Longformer and sentiment analysis

I am trying to use longformer to do a sentiment analysis and I am wondering what the best way is to do it. I have the following code:

from transformers import LongformerTokenizer, EncoderDecoderModel
model = EncoderDecoderModel.from_pretrained(“patrickvonplaten/longformer2roberta-cnn_dailymail-fp16”)
tokenizer = LongformerTokenizer.from_pretrained(“allenai/longformer-base-4096”)

Hi,

LongFormer itself is a Transformer encoder, and that’s more than sufficient to perform sentiment analysis.
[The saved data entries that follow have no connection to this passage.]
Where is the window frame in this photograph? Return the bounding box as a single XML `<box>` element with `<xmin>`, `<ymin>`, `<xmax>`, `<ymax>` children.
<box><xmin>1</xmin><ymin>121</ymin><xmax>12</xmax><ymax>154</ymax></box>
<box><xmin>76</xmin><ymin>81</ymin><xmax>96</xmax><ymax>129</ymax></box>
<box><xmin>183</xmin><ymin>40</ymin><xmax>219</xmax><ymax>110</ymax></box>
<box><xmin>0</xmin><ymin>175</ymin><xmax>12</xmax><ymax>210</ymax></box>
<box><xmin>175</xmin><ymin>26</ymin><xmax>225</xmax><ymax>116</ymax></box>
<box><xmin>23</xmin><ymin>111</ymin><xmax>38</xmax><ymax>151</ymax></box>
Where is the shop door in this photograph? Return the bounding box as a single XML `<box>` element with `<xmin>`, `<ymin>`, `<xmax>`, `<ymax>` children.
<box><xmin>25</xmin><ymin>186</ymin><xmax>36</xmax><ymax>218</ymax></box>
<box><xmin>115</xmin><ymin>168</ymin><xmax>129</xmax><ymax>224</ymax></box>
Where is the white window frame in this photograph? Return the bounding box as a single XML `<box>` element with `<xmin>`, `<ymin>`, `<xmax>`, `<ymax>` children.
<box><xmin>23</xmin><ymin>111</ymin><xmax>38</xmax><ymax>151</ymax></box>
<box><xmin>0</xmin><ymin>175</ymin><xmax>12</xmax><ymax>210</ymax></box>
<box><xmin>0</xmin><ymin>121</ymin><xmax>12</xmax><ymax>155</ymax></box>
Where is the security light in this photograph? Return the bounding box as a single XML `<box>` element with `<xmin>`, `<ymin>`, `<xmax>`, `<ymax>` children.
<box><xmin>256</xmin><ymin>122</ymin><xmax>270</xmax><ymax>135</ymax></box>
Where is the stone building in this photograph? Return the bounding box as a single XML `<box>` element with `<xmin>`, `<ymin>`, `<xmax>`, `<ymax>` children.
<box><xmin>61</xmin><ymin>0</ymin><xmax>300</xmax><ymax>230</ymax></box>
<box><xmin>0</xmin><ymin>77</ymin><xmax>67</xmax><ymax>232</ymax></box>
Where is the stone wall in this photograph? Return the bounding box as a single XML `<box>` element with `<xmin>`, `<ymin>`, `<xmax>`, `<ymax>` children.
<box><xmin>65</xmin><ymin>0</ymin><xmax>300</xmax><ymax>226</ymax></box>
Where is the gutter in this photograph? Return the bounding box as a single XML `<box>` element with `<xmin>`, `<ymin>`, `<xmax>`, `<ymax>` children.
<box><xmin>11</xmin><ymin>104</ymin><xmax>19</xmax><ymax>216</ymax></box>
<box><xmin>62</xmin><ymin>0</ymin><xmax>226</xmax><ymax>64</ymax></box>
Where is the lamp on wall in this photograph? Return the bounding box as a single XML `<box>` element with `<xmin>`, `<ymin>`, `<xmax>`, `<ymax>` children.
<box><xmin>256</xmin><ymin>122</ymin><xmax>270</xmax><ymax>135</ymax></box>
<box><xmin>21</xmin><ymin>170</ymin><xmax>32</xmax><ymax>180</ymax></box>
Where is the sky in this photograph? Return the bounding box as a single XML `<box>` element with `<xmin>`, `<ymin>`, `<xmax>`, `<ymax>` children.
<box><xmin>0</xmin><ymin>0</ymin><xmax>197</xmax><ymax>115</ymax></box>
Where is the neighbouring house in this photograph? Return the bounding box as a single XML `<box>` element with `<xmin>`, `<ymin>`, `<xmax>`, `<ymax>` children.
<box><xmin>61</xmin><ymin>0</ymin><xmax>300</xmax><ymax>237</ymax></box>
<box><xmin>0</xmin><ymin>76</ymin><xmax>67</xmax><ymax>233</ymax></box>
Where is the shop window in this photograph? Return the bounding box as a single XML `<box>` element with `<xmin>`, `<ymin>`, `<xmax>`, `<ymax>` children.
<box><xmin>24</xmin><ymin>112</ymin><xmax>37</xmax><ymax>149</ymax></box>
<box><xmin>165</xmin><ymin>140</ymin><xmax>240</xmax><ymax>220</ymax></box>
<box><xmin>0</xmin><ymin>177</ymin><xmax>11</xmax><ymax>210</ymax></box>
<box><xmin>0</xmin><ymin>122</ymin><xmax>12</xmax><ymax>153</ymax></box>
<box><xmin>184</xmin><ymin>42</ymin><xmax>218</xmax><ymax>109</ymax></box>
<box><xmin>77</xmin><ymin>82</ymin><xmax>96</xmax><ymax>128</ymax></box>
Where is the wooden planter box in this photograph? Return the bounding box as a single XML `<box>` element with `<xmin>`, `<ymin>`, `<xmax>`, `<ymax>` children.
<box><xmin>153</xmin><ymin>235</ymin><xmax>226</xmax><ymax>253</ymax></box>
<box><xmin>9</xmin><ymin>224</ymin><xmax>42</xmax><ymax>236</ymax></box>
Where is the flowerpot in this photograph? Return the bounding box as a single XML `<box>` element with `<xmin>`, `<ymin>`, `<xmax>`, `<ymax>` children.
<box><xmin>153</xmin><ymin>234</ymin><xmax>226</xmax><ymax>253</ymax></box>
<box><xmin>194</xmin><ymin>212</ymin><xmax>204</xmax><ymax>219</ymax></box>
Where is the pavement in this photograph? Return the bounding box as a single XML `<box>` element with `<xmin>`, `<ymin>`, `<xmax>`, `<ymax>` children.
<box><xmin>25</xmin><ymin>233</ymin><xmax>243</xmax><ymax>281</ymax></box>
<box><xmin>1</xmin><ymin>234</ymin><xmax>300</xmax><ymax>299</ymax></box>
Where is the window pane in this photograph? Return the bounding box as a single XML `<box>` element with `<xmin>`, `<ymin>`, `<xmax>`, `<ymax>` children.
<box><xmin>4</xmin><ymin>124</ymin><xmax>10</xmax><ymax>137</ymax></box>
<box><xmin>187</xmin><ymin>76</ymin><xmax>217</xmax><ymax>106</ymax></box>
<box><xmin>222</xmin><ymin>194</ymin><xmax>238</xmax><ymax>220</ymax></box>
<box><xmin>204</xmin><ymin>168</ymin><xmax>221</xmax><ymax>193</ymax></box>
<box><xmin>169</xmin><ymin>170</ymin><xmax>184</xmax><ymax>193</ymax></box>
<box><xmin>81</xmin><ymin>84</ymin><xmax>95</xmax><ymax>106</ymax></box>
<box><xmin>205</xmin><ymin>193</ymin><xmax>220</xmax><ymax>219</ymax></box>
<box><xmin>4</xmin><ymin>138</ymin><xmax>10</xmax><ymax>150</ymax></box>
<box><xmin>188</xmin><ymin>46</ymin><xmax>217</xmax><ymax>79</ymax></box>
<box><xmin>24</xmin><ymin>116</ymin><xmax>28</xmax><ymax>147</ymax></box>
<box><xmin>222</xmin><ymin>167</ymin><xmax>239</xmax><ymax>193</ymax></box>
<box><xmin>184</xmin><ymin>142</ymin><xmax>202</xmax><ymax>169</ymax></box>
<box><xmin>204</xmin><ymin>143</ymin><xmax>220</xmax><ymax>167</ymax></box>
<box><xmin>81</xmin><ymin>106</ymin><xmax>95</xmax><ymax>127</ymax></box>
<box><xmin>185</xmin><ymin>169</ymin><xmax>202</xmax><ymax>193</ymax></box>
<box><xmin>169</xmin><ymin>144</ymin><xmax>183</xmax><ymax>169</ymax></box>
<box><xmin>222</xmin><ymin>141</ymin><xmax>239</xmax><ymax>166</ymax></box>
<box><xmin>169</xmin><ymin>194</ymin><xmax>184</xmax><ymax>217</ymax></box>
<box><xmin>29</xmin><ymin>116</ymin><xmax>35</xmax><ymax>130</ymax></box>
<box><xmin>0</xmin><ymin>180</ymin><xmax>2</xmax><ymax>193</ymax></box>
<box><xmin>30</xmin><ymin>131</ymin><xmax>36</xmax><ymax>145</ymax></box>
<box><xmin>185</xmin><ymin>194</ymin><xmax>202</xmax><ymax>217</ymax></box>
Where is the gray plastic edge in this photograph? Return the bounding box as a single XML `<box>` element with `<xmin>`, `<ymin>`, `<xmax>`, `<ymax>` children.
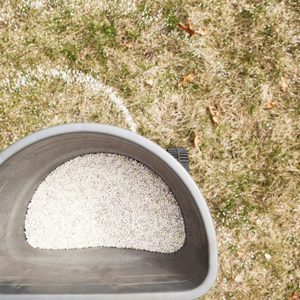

You can just use LongFormerForSequenceClassification, like so:

from transformers import LongformerTokenizer, LongformerForSequenceClassification
import torch

tokenizer = LongformerTokenizer.from_pretrained('allenai/longformer-base-4096')
model = LongformerForSequenceClassification.from_pretrained('allenai/longformer-base-4096')

inputs = tokenizer("This text is positive", return_tensors="pt")
labels = torch.tensor([1]).unsqueeze(0)  # Batch size 1
outputs = model(**inputs, labels=labels)
loss = outputs.loss
logits = outputs.logits

Note that this model will have a classification head that is randomly initialized, so you’ll need to fine-tune it on a custom dataset.

1 Like

This is great! I think I am getting it but I am just wondering how you get the label and socre then. I normally use pipeline and sentiment-analysis and I can get something like [{‘label’: ‘NEGATIVE’, ‘score’: 0.9982099533081055}].

So you want to do inference with an already fine-tuned model?

Looking on the hub, there are currently no LongFormer checkpoints fine-tuned on a sentiment analysis dataset. So feel free to upload the first LongFormer checkpoint fine-tuned on a sentiment analysis dataset to the hub :wink:

Once you’ve trained a model, you can plug it into the pipeline API for quick inference.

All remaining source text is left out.